Former president of the JNU Students’ Union, Kanhaiya Kumar, who has been the subject of the wrath of the Right-wing, however, challenged the perception. “I have friends in the ABVP,” said Kumar. But conceded that the space for dialogue between ideological opponents has narrowed since 2014 as part of a concerted attempt by the Centre to malign the legacy of the institution. The “Left Unity”, Kumar explained, should be read as an attempt by progressive forces “to fortify JNU against an aggressive ideological and institutional assault”.

That the ABVP and the Left can co-exist, but only in personal spaces, was also witnessed by Sabyasachi Dasgupta, who had a nine-year stint at the School of Social Sciences. Dasgupta, who teaches in Visva-Bharati now, recalled that Sanjeev Mahapatra and Mahesh Gopalan, two students with conflicting political views, were known to be affectionate roommates. But then again, he admitted that he did not remember love blooming across the Great Divide. “I don’t think there were any ‘interfaith’ couples during my time,” he chuckled. “Such unions would certainly be scrutinised.” That there was no love lost between the Left and the Right was evident from some unsavoury incidents. “In the mid-1990s, a scuffle had broken out between the ABVP and AISA after the latter invited a former insurgent from Kashmir to speak in the campus.”

Dasgupta offers a curious explanation for the animosity. In JNU, the Left, he said, has been blessed with members gifted with particular kinds of “social and intellectual capital”. They thus blend well with the university’s remarkably vibrant and cerebral ecosystem.

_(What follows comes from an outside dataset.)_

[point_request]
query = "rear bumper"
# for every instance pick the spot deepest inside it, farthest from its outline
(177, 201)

But for all their talk of equality, they have not entirely exorcised the accusation of being representative of elitist values. “The creation of the Birsa Ambedkar Phule Students’ Association (Bapsa),” the voice of the underprivileged, “can be seen as an outcome of this elitism. The ABVP seeks to neutralise the absence of such kinds of capital at its disposal with lumpenism.” Could it be the perception of a Brahminical Left has, over the years, created a chasm, shrinking the common ground that could have served as a meeting point for ideological adversaries?

There may be no easy answers, but there is no dearth of theories. Dipankar Sengupta, a self-confessed adviser to the ABVP during his JNU days, attributes the persistently fractured relationship between the Comrades and the Gauriks to — remarkably — the “amorphousness of centrism”. According to Sengupta, who teaches in Jammu University, JNU’s inception coincided with the Congress’s slow decline nationally. Consequently, centrist student parties are still an anathema here. “A stronger centrist space could have acted as an agent of moderation between the Right and the Left, injecting a degree of tolerance,” he said.

Sengupta has a different answer for ABVP’s lumpenism. “It all started when the ABVP in JNU lost its autonomy and capitulated to the designs of the minders in Delhi. JNU may be a microcosm of India but it is not a microcosm of Indian politics,” said Sengupta tellingly. These interventions were instrumental in filtering out the articulate voices within the ABVP, replacing muscle with mind, as it were. “The only way to challenge the ‘Stalinist’ Left’s hegemony in JNU is not a show of force but the willingness to invest in competing centres of excellence that would serve as viable alternatives to JNU,” argued Sengupta.

But this would imply the decoupling of politics from education, something that the Left has been known to resist as much as the Right.

Kipling, if he did amend the original verse, would have been wrong. The Left and Right can meet when it suits the occasion.